Che Chengqian, Mathai Tejas Sudharshan, Galeotti John
Department of Biomedical Engineering, Carnegie Mellon University, 5000 Forbes Ave, Pittsburgh, PA 15213, USA.
The Robotics Institute, Carnegie Mellon University, 5000 Forbes Ave, Pittsburgh, PA 15213, USA.
Methods. 2017 Feb 15;115:128-143. doi: 10.1016/j.ymeth.2016.12.006. Epub 2016 Dec 11.

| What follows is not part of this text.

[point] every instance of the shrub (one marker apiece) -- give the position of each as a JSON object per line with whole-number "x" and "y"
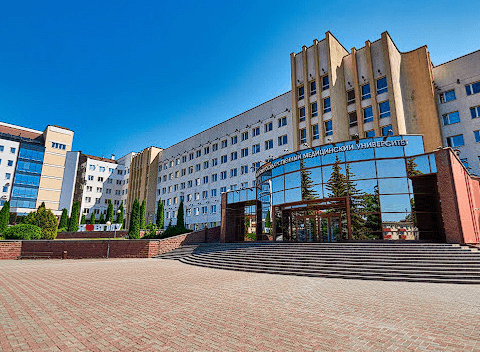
{"x": 23, "y": 232}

This article is a review of registration algorithms for use between ultrasound images (monomodal image-based ultrasound registration). Ultrasound is safe, inexpensive, and real-time, providing many advantages for clinical and scientific use on both humans and animals, but ultrasound images are also notoriously noisy and subject to several unique artifacts/distortions. This paper introduces the topic and unique aspects of ultrasound-to-ultrasound image registration, providing a broad introduction and summary of the literature and the field. Both theoretical and practical aspects are introduced. The first half of the paper is theoretical, organized according to the basic components of a registration framework, namely preprocessing, image-similarity metrics, optimizers, etc. It further subdivides these methods between those suitable for elastic (non-rigid) vs. inelastic (matrix) transforms. The second half of the paper is organized by anatomy and is practical in nature, presenting and discussing the complete published systems that have been validated for registration in specific anatomic regions.
本文是一篇关于超声图像间配准算法(基于单模态图像的超声配准)的综述。超声具有安全、廉价且实时的特点,为人类和动物的临床及科研应用提供了诸多优势,但超声图像也因噪声大且存在多种独特伪像/畸变而臭名昭著。本文介绍了超声图像到超声图像配准的主题及独特之处,对相关文献和该领域进行了广泛的介绍与总结。文中既介绍了理论方面,也介绍了实践方面。论文的前半部分是理论性的,按照配准框架的基本组成部分进行组织,即预处理、图像相似性度量、优化器等。它还进一步将这些方法细分为适用于弹性(非刚性)变换与非弹性(矩阵)变换的方法。论文的后半部分按解剖结构进行组织,具有实践性质,展示并讨论了已在特定解剖区域配准中得到验证的完整的已发表系统。